Habeler wurde beim International Mountain Summit vergangenen Herbst in Brixen für seine Leistung hochgelobt und dafür bewundert, dass er so eine Tour in seinem Alter noch macht, während andere auf der Couch sitzen würden. Habeler findet es zwar nicht selbstverständlich, aber aufgrund seiner lebenslangen Leidenschaft Bergsteigen normal, dass er noch so aktiv ist: „Mir geht es eigentlich nicht darum zu zeigen was in diesem Alter noch möglich ist. Denn es ist auch eine große Glücksache, wenn man sich noch so bewegen kann wie ich. Sicher, ich tue sehr viel, aber es ist auch Glück. Man kann ja krank werden oder eine Verletzung haben, dann ist es aus mit dem Spaß. Ich bin in das Bergsteigen einfach immer noch verliebt. Deshalb mache ich es. Ich bin auch noch immer ehrgeizig. Warum soll ich es also nicht weiterhin machen, so lange es eben noch geht? Es kann morgen vorbei sein.“ Seine Botschaft ist nur, dass jeder das machen soll was noch möglich ist. „Es muss ja nicht der Eiger sein. Wenn ich heute jemanden, der 73 oder 65 Jahre ist mit meiner Aktion die Idee mitgegeben habe, dass er morgen auf die Plose gehen könnte, ist das wunderbar“, meint er nach seinem Vortrag in Brixen.

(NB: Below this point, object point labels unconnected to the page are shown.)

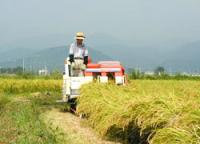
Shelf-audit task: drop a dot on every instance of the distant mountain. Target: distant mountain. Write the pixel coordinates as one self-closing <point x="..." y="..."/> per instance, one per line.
<point x="129" y="54"/>
<point x="53" y="58"/>
<point x="15" y="53"/>
<point x="186" y="58"/>
<point x="104" y="47"/>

David Lama hat er jedenfalls als Kind offenbar auch Wichtiges mitgegeben, denn Lama ist davon überzeugt, dass sein Wechsel vom Wettkampf-Klettern in die freie Natur und die Liebe zum Bergsteigen auch durch das frühe Fels-Klettern mit Habeler begründet sind. Der Profi-Bergsteiger Habeler, der als Berühmtheit auch anderes hätte tun können, führte nicht nur eigene Expeditionen durch, sondern gab und gibt als Bergführer auch regelmäßig Kurse für Kinder, auch für Kinder, die es schwerer haben, wie etwa 2016 für Patienten der Kinder- und Jugendpsychiatrie Innsbruck. „Er hat mir das Abenteuer Berg nähergebracht. Um eine Leidenschaft zu entwickeln, muss man es erst einmal kennenlernen, es muss mir jemand zeigen und näherbringen. Peter kann Menschen begeistern, und er macht das gerne. Es ist eine sehr nachhaltige Art Menschen zu beeinflussen, wenn man mit ihnen bereits im Kindesalter bergsteigen geht. Sie haben dann einen anderen Bezug zur Bergwelt.“ Der Kontakt zwischen Habeler und Lama hielt über die Jahre. 1999 sind sie gemeinsam über den Normalweg auf den Großglockner geklettert. „Wir haben uns immer füreinander interessiert, beobachtet, was der Andere so macht“, erzählt Lama.
Lama findet, dass es generell wichtig sei sich immer wieder Ziele zu stecken, egal in welchem Alter. Es sei zudem nicht so, dass er die Eiger-Tour nur für Peter gemacht habe. „Es ist auch für mich toll mit ihm gemeinsam eine Tour zu machen. Peter strahlt so eine Freude beim Bergsteigen aus, die nicht jeder meiner gleichaltrigen Bekannten hat. Es ist absolut ein Erlebnis mit ihm unterwegs zu sein, es ist schön seine Freude mitzuerleben.“ Natürlich sei es für ihn auch interessant, wenn Habeler von früheren Touren erzählt, aber da müsse man schon genauer nachfragen, denn Habeler sei keinesfalls aufdringlich, sondern im Gegenteil eher zurückhaltend. „Er genießt lieber den Sonnenuntergang, die Gegenwart. Ich würde mir jedenfalls wünschen, dass ich mit 75 auch noch diese Begeisterung fürs Bergsteigen habe. Es geht irgendwann nicht mehr darum die absoluten Höchstleistungen zu machen, sondern um die Leidenschaft und sie aufrecht zu erhalten. Das zeichnet Peter wirklich aus.“ Der Ältere schaffte die Wand mit dem Jüngeren, aber der Jüngere lernt auch vom Älteren.